My ATM card is also a debit card. I never give it much thought, as I never use it as a debit card, just to access the ATM once every couple months for a bit of cash ( as I said, I charge almost everything), or to make a deposit. But, I carry that debit card in my wallet, so if it did get lost, I could be at this higher risk. Not good.

However, reading the article, it's not soooo bad...

Quote:
With credit cards, liability for unauthorized transactions is limited to $50. But since most card issuers have zero liability policies, customers typically aren't on the hook for anything.

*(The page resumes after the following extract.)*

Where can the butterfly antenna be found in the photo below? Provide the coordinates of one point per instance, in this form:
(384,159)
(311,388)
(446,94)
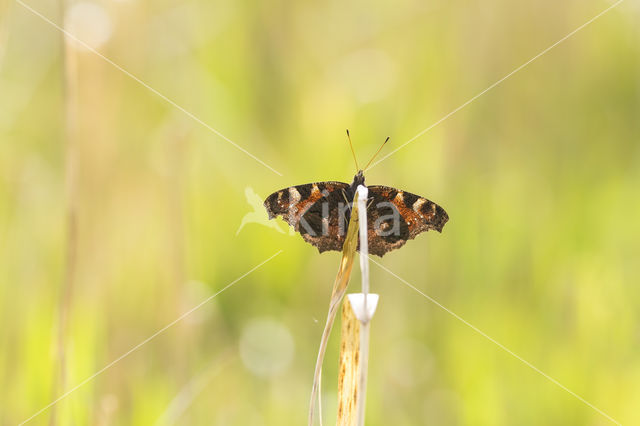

With debit cards, liability is limited to $50 only if customers notify their financial institution within two business days after realizing their card has been lost or stolen. After that, liability is capped at $500 if suspicious activity is reported within 60 days of receiving a statement. Beyond 60 days, the sky's the limit.
So most likely, I would notice and report it within 2 days of 'realizing' my card was lost or stolen (OK, I'm an honest person, but who is going to say "I lost it two months ago, just calling now!"?). So a $50 max hit. And $500 max if I was near brain dead.

Further, it sounds like the companies are actually being less restrictive:


Quote:
The good news is financial institutions generally are more lenient than the regulations require, ...



Most financial institutions cover their customers' entire loss, "unless they are really concerned that the consumer is not acting in good faith," he said.


In addition, Visa and MasterCard have zero liability policies on debit card purchases processed through their networks. Those types of transactions, using cards with the Visa or MasterCard logo, require authorization with a signature instead of a personal identification number.
I should take another look at my CU fine print though, but they have always been 'good guys', so I they are probably in line with this.